Tunagaru (Connection)
つながる
- Medium:
- Mokuhanga (Japanese water-based multi-block woodcut)
- Image courtesy of
- Northern Print Studio (Newcastle, UK)
Description
The Japanese title つながる means "to connect" or "becoming connected." Yoshikawa's abstract idiom here likely deploys interlocking or overlapping shapes that read as a visual proposition about linkage — forms meeting, edges abutting, color fields tied together by shared contour. As a multi-block mokuhanga, the work is printed with water-based pigments on [washi](/glossary/washi) using a [baren](/glossary/baren), which allows the layered, slightly translucent color registration characteristic of the medium. Yoshikawa typically works with a saturated, high-contrast palette, and [bokashi](/glossary/bokashi) gradations may soften transitions between adjacent blocks.
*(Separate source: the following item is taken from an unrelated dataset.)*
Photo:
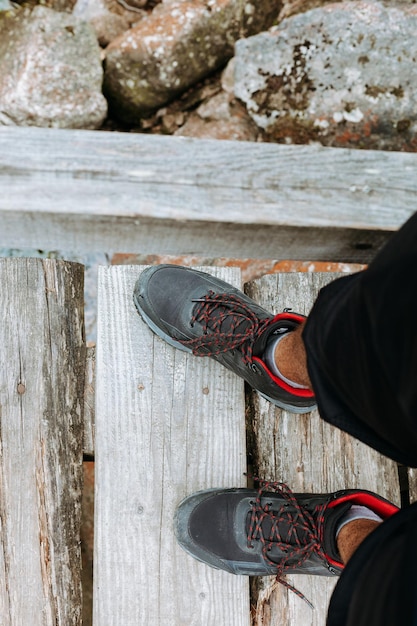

The composition is consistent with her broader practice: dense, non-representational, and compositionally dynamic rather than calm. Tunagaru sits within a Japanese mokuhanga community that since the postwar Sōsaku Hanga movement has accepted abstraction as a legitimate vocabulary, and Yoshikawa has been among its committed practitioners — exhibited regularly through the Nagoya–Newcastle print exchange since 1999. The thematic title gestures toward something philosophical without committing to any specific narrative reading, leaving the chromatic and formal relationships to carry the meaning.